On the synthesis and performance of flame-made nanoscale La0.6Sr0.4CoO3−δ and its influence on the application as an intermediate temperature solid oxide fuel cell cathode

Flame spray synthesis (FSS), a large-scale powder processing technique is used to prepare nanoscale La0.6Sr0.4CoO3−δ powder for solid oxide fuel cell cathodes from water-based nitrate solutions. Influence of processing is investigated on basis of the as-synthesised powders by X-ray powder diffraction (XRD), thermal gravimetric analysis (TGA), nitrogen adsorption (BET) and electron microscopy (SEM and TEM).Against the background of a nanostructured cathode morphology for an intermediate temperature solid oxide fuel cell (IT-SOFC) at 600 °C, an optimised and high surface area flame-made La0.6Sr0.4CoO3−δ nanopowder of 29 m2 g−1 is used to investigate its performance and chemical reaction with common electrolytes (Y0.16Zr0.84O2−δ, Ce0.9Gd0.1O2−δ and Sc0.20Ce0.01Zr0.79O2−δ).

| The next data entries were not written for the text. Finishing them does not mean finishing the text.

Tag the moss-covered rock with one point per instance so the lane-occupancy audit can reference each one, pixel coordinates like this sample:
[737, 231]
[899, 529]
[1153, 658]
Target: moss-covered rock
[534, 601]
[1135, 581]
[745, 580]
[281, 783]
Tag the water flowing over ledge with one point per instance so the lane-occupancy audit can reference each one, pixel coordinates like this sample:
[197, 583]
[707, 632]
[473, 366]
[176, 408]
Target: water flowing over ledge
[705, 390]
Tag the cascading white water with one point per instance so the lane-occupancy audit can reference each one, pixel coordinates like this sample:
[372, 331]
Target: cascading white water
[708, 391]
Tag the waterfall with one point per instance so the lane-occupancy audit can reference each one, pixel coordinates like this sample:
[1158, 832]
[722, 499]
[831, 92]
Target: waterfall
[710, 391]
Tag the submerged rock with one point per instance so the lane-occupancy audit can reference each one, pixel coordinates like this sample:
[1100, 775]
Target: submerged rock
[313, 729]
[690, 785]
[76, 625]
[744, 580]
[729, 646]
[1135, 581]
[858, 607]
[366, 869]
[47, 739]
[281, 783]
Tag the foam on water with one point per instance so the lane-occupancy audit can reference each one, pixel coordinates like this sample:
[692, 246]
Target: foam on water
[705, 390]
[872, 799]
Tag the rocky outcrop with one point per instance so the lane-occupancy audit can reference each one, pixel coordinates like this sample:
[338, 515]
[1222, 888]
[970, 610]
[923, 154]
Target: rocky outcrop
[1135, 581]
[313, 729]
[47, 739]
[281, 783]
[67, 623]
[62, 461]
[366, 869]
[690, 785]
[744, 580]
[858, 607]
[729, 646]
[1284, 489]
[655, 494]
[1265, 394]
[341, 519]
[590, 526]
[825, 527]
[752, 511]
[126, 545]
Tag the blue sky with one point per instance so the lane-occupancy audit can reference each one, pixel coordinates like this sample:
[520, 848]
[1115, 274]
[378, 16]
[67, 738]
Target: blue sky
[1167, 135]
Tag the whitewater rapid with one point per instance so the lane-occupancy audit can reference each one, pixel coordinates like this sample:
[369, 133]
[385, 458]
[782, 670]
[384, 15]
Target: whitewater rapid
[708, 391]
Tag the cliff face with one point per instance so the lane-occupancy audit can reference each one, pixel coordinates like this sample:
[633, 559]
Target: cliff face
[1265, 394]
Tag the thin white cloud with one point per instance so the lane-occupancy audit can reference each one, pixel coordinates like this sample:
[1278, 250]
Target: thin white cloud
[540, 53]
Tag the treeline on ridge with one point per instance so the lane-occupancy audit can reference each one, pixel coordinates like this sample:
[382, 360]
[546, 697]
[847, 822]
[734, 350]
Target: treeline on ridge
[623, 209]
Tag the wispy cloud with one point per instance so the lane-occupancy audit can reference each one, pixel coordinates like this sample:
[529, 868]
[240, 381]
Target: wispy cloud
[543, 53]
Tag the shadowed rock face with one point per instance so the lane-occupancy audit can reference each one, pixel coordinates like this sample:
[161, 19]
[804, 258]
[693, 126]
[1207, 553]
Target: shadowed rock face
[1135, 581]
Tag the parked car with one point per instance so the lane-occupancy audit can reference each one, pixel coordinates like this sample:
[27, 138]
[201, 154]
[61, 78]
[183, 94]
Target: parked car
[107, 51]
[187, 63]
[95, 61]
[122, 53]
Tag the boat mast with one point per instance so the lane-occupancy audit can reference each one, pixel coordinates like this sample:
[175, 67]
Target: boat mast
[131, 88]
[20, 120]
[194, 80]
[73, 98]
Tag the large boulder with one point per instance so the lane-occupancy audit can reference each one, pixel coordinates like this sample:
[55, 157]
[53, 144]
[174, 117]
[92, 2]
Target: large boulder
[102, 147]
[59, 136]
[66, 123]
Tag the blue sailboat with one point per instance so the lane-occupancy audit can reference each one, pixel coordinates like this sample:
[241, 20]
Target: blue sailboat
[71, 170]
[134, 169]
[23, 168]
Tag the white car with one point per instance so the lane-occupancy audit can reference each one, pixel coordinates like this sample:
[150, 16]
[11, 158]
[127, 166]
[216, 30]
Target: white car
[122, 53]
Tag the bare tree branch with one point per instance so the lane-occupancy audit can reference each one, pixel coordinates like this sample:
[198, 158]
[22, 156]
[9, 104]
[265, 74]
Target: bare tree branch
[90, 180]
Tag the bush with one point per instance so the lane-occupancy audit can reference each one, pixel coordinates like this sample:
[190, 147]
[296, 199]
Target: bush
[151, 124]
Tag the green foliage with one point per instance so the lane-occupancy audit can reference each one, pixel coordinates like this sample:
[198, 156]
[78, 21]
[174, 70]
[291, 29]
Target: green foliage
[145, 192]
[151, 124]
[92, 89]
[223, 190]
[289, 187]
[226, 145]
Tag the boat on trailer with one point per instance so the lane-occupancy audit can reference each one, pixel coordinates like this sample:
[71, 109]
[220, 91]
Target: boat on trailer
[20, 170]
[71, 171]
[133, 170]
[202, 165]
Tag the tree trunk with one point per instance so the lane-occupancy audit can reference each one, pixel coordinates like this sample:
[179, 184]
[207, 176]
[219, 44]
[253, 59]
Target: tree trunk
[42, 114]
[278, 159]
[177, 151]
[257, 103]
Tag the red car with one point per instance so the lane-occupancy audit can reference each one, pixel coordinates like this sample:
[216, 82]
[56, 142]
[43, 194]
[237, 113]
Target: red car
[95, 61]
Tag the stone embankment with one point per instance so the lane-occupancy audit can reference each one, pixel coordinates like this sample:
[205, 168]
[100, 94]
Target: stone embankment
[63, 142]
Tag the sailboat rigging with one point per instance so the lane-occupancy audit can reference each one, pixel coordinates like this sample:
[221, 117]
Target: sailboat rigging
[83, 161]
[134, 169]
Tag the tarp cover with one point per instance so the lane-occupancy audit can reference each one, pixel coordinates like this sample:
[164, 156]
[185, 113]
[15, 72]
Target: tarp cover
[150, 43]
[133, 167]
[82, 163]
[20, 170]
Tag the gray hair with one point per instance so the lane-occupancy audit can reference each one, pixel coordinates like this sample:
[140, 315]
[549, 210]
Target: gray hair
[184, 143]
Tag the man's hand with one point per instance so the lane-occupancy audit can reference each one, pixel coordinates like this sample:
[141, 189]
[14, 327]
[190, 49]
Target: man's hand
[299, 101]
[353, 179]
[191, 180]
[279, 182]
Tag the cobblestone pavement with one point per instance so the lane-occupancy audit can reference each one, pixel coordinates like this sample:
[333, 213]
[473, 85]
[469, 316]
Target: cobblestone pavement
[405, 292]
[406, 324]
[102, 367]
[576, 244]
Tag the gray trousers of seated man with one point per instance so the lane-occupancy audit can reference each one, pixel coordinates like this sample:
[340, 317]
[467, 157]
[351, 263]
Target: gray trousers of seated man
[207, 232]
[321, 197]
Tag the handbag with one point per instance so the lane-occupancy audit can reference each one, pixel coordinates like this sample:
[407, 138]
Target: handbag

Secondary phase analysis from XRD measurements revealed a substantially lower La2Zr2O7 and SrZrO3 formation in comparison to conventional spray pyrolysed and submicron powder of about 9 m2 g−1. TGA and resistivity measurements proofed that La0.6Sr0.4CoO3−δ is non-sensitive towards carbonate formation under CO2 containing atmospheres. Electronic bulk conductivity of 2680 S cm−1 (600 °C) and 3340 S cm−1 (500 °C) were measured in air and as function of oxygen partial pressure (2 × 105 Pa > p(O2) > 1.2 × 10−2 Pa) in the temperature range between 400 and 900 °C. Electrochemical performance is determined by impedance spectroscopy on symmetrical cells of screen printed nanoscale La0.6Sr0.4CoO3−δ on Ce0.9Gd0.1O2−δ substrates from which an area specific resistance (ASR) of 0.96 Ω cm2 at 600 °C and 0.14 Ω cm2 at 700 °C were obtained.